At the center of our story is Major William Cage (Tom Cruise) a public affairs officer and former advertising executive , who finds himself on the frontlines of the war against the Mimics, a race of aliens that have conquered most of continental Europe. He was initially asked to provide access to cover the invasion as a journalist of sorts, but he refused and was instead tagged a deserter. Thus we watch him try to survive those scant moments on the beach as all hell breaks loose.
But the Cage wakes up once again in handcuffs waiting to be deployed to the front lines. For some unknown reason, Cage is back in the "past" relative to his death and finds himself reliving the whole experience once more. He has the ability to change how he responds to things and this leads to new outcomes but ultimately with his death. The only point of interest is how he tends to encounter Sergeant Rita Vrataski (Emily Blunt) on the beach and he is sometimes able to save her before dying himself. With enough time he finally learns enough about the experience on the beach to survive long enough to save her, only to have her tell him to find her when he wakes up just before both die. Somehow this ability to reset the day holds the key to saving all of humanity - provided Cage can figure things out in time.
A lot of the movie relies on that first beach scene, which is sort of similar to what Groundhog Day once did. In that older movie, they used the sequence of events of the day to setup the overall pattern and thus the movie celebrates the deviations. In this case, the beach scene is so over the top that each iteration is like a top-rated action movie on its own. Groundhog Day was all about a mundane routine repeating in a loop. This movie is all action and all big moments and yet trying to figure out the little details in-between the lines.
I enjoyed watching Tom Cruise die, let me say that much up front. The filmmakers came up with some pretty creative ways for him to ultimately perish. But I also liked how the whole cycle of repetition gave Cruise's character more and more chances to become a better soldier and pretty much become totally kickass on that beach. And that's really the defining moment of the first act of the movie - getting Cage to be a decent enough soldier despite his lack of combat experience.

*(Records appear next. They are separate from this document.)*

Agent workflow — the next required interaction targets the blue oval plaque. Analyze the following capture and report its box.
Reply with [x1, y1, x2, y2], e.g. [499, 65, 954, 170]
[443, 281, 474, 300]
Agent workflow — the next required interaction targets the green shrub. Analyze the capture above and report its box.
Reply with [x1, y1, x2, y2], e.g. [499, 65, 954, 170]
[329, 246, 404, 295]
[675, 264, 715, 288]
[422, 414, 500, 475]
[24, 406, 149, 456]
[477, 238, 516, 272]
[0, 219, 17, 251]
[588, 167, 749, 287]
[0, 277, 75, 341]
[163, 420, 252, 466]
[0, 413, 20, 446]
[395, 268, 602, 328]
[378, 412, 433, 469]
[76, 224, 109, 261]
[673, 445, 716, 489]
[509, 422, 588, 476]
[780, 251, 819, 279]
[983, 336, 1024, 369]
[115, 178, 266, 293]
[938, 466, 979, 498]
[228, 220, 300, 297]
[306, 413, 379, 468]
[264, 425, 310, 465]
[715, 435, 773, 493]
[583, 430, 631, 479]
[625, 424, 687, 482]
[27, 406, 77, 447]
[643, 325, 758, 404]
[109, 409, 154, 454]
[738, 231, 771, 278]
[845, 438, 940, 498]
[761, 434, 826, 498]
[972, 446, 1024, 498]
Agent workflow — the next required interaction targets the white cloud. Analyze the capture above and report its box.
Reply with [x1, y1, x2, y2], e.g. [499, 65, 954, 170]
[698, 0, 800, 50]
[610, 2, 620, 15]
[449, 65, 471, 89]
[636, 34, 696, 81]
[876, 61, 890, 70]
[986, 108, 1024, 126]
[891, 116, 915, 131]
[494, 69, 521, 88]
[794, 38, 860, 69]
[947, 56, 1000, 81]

The middle act gets a little muddy as we start to bring in the pseudo science related to the aliens and their time-manipulation powers that pretty much gives this movie its premise. I generally get what was going on for the most part, but I can see how things could get a little confusing. Plus at this point Cage's deaths become more of a joke (which worked, really) but it also disrupts the narrative and makes it a little harder to keep pace of things.
The finale of the third act was decent enough but at times a little contrived. It had that feeling of needing to rush to the resolution since the movie was running long enough and thus not quite as smooth and well-developed as I would have liked. It was still generally logical, but of course it could have been better.
I would have loved to see more iterations of certain variations of their plan away from the beach scene. As the movie moves forward, there was a tendency to show new scenes but then establish that Cage had gone through all this a number of times before away from the view of the camera. I understand that the movie would have been twice had they shown the outcome of event single attempt to get there, but then I also felt there were iterations that we probably didn't need to see quite as much, such as a number of the training sequences in the middle. We could have just had a montage of just Cage's deaths to illustrate a lot of time was passing.
On the whole, Edge of Tomorrow is pretty entertaining and a good popcorn flick. I have to admit that some of the pseudo science back story actually became a bit of a burden to the plot but otherwise it was still a lot of fun.Thus the movie gets a good 4 garish scenes of William Cage dying out of a possible 5.